The estimated food weight (in grams ± standard deviation) using the cylinder and prism models

Food Namea	nb	Estimated radius: r̂ (mm ± SD)	Estimated height: ĥ (mm ± SD)	Estimated weight: Ŵ (g ± SD)	Ground truth weight: W (g ± SD)	Ratio of estimates Ŵ to ground truth Wc
Milk(C)	45	34.1 ± 1.6	66.0 ± 5.0	235.9 ± 26.8	220.0 ± 0.0	1.07
Orange Juice(C)	15	31.1 ± 1.3	40.1 ± 2.5	122.0 ± 10.6	124.0 ± 0.0	0.98
Strawberry Jam(C)	15	17.9 ± 0.8	18.2 ± 11.8	22.1 ± 15.3	21.1 ± 1.1	1.05
Margarine(C)	15	18.8 ± 2.2	29.4 ± 10.4	32.0 ± 13.1	27.8 ± 0.6	1.15
Lettuce(C)	15	51.1 ± 3.5	24.3 ± 13.0	61.1 ± 34.0	48.3 ± 4.8	1.26
Coke(C)	30	39.8 ± 2.5	64.8 ± 9.8	225.9 ± 43.5	227.2 ± 2.3	0.99
Chocolate Cake(C)	15	36.7 ± 4.3	28.3 ± 16.7	77.0 ± 41.1	81.5 ± 12.5	0.95
French Dressing(C)	15	22.6 ± 1.5	12.6 ± 4.7	22.1 ± 7.7	35.7 ± 1.0	0.62
Ketchup(C)	15	17.7 ± 1.1	9.6 ± 2.6	10.9 ± 3.7	15.5 ± 0.4	0.70
Food Name	n	Estimated area: Ŝ(cm2 ± SD)	Median height: ĥ (mm)	Estimated weight: Ŵ (g ± SD)	Ground truth weight: W (g ± SD)	Ratio of estimates Ŵ to ground truth W
Sausage(P)	15	32.5 ± 2.5	17.0	47.8 ± 3.6	41.5 ± 2.8	1.03
Scrambled Egg(P)	15	50.5 ± 4.5	10.8	61.3 ± 5.5	61.5 ± 0.7	1.00
White Toast(P)	15	141.2 ± 16.2	13.0	50.5 ± 5.8	47.7 ± 3.4	1.06
Garlic Bread(P)	15	79.8 ± 12.2	9.3	42.1 ± 6.4	41.1 ± 3.0	1.02
Sugar Cookie(P)	15	44.2 ± 5.4	7.1	26.8 ± 3.3	27.8 ± 1.9	0.97
Spaghetti(P)	15	137.0 ± 10.6	26.0	237.8 ± 18.4	240.3 ± 2.6	0.99
French Fries(P)	15	79.6 ± 6.6	37.8	72.5 ± 6.0	70.5 ± 4.3	1.03
Peaches(P)	15	62.2 ± 14.9	12.3	73.0 ± 17.5	69.3 ± 9.9	1.05
Pear Halves(P)	15	52.8 ± 11.5	13.5	74.5 ± 16.2	75.6 ± 4.9	0.99
Cheeseburger(P)	15	122.6 ± 16.9	26.1	191.7 ± 26.4	198.8 ± 11.5	0.96

^a‘C’ indicates cylinder model, ‘P’ indicates prism model

^bNumber of food images that contains a particular food item

^cA value ‘> 1’ indicates weight is overestimated, where a value ‘< 1’ indicates the weight is underestimated.

We also estimated the energy for each meal as captured by the food images.

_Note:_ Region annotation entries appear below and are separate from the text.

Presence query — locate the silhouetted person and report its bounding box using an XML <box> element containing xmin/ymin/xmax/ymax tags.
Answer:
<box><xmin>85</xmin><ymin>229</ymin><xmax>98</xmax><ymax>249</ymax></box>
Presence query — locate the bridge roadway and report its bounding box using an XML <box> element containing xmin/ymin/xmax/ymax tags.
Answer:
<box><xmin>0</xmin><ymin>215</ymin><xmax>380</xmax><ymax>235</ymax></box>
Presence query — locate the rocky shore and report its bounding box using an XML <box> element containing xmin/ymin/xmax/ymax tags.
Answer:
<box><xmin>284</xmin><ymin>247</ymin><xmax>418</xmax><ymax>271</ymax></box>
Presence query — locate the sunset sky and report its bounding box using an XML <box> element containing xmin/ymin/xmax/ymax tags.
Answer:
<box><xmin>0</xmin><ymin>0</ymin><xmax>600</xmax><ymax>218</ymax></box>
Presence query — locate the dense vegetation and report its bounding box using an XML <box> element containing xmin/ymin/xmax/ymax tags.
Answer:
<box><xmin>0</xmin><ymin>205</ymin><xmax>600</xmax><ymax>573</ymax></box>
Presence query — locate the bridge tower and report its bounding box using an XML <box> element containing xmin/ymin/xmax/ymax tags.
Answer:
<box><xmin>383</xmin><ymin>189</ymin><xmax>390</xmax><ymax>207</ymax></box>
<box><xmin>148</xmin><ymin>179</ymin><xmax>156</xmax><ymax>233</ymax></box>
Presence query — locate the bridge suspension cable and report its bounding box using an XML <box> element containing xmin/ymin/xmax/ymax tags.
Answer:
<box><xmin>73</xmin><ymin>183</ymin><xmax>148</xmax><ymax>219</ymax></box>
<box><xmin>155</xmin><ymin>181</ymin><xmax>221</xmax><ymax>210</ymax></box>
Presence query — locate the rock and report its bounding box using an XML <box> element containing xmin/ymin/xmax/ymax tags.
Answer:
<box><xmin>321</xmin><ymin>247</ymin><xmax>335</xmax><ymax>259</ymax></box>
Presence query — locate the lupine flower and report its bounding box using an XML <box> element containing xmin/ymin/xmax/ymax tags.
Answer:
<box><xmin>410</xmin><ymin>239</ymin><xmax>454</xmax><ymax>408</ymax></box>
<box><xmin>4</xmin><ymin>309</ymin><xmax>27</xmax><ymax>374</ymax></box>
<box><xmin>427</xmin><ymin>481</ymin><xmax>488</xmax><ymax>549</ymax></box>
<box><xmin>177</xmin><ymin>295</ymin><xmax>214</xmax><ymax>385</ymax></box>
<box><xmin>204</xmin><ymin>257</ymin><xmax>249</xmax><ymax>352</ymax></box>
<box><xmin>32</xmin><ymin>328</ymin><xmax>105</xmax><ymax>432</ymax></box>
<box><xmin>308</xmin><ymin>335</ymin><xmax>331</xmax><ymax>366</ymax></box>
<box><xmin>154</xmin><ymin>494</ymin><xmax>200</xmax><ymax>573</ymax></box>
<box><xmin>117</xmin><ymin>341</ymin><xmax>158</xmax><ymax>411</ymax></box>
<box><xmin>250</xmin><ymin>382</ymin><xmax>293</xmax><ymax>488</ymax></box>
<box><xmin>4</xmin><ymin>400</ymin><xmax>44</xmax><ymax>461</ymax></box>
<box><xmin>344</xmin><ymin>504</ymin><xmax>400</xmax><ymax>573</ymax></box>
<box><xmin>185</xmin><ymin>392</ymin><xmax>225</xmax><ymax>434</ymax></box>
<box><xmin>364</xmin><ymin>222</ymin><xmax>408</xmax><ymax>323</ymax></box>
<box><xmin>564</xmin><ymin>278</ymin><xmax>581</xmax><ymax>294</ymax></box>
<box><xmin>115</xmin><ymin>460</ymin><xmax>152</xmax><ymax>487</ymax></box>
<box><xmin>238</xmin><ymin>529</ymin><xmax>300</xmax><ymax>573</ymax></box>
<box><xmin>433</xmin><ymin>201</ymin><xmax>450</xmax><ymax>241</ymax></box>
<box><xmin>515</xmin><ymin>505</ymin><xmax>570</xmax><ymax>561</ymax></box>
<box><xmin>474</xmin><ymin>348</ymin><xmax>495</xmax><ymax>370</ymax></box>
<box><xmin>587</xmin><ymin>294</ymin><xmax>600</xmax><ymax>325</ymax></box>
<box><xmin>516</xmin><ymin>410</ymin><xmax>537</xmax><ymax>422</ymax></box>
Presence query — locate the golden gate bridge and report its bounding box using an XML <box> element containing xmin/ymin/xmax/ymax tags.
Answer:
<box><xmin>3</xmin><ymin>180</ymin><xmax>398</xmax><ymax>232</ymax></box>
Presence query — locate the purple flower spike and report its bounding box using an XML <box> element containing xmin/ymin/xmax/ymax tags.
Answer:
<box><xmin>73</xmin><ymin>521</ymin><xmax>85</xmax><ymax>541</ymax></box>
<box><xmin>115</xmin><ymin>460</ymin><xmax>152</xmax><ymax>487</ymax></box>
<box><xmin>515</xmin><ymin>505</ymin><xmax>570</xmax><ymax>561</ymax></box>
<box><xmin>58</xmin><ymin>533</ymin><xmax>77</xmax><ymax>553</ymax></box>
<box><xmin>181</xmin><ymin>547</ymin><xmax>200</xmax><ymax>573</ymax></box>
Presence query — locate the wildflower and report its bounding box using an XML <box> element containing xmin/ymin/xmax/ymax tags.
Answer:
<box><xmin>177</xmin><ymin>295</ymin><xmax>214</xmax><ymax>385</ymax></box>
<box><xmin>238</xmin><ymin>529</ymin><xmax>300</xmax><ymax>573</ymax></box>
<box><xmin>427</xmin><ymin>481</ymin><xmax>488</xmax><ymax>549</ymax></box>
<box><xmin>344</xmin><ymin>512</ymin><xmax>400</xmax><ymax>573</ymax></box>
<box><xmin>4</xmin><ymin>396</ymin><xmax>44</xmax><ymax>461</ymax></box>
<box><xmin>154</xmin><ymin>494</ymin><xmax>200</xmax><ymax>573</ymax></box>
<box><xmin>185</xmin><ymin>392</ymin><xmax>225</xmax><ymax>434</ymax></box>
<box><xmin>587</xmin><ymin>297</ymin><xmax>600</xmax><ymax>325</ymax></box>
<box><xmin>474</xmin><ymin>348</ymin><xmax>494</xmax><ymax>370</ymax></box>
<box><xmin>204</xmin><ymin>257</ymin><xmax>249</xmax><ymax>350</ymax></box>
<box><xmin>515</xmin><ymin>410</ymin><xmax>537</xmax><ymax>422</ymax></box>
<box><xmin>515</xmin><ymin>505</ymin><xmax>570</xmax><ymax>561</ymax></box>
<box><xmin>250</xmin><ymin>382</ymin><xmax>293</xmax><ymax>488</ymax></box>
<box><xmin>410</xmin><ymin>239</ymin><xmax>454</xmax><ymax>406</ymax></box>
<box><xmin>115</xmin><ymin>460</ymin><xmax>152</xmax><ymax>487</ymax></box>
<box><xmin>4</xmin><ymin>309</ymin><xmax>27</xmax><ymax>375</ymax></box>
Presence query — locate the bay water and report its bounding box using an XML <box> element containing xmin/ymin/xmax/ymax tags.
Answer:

There are a total of 45 images corresponding to 45 different individual eating occasions reported by participants. More specifically, for this particular dataset we only have 3 different combinations of food, with each combination having approximately the same energy for different images. Examples of each combination of food items are illustrated in Figure 5. For each image the total energy (kilocalories) can be obtained by summing the energy for each food item based on the estimated weight using the FNDDS database [15]. We compare the estimated energy to the ground truth energy (in kilocalories) and then determine the ratio of estimates to the ground truth, for each type of combination as shown by Figure 5. We were able to achieve an error of less than 6%. Therefore our method appears to be very promising for estimating the energy for a meal based on using a single image.

Figure 5.

Examples of three combinations of food items. Ground truth energy is based on a single serve.

IV. Conclusion

In this paper we proposed a method to estimate food portion size from a single-view image. Instead of relying on manual initialization estimation parameters, our method can automatically do volume estimation using the geometric contextual information from the scene. We no longer have the issues in scaling with many foods due to manual initialization of parameters. In the future, we plan to use more contextual information for volume estimation. We are also interested in developing a more robust scheme for energy estimation so that the impact of segmentation and food classification errors (or food portion estimation) can be minimized.